Preprint announcement: 'Discrete Curvatures and Convex Polytopes'

I am excited to announce the release of a new preprint! This paper caps a wonderful collaboration between myself, Jesús A. De Loera, Jillian Eddy, and José Alejandro Samper. We started out with the question: “How rare are polytopes with positive curvature?” Many question. What is ‘curvature’ here? Why is positivity important? Are they rare? Read to find out!

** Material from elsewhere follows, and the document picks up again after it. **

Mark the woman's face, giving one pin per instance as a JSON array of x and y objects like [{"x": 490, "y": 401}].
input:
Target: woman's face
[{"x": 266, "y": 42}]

The paper can be found on ArXiv.

We study Forman–Ricci and effective resistance curvatures on the skeleta of convex polytopes. Our guiding questions are: how frequently do polytopal graphs exhibit everywhere positive curvature, and what structural constraints does positivity impose? For Forman–Ricci curvature we derive an exact identity for the average edge curvature in terms of flag $f$-numbers and establish the existence of infinite families of Forman–Ricci-positive polytopes in every fixed dimension $d\ge 6$. We prove finiteness results in low dimension: there are only finitely many Forman–Ricci-positive $3$- and $4$-polytopes; for $d=5$ we show finiteness in the simplicial case, and conjecture its extension to $5$-polytopes more generally. For the resistance curvature $\kappa(v)$ we establish the existence of infinite families for all $d\ge 3$, and we provide a quantitative lower bound for $\kappa(v)$ in a simple $3$-polytope in terms of the lengths of the three $2$-faces incident to $v$. This bound leads to constructions of non-vertex-transitive, resistance-positive $3$-polytopes via $\Delta$-operations, and a degree-based obstruction showing that if each neighbor of $v$ has degree at most $d_v-2$, then $\kappa(v)\le 0$. Our results suggest that positive curvature on polytopal skeletons is rare and constrained.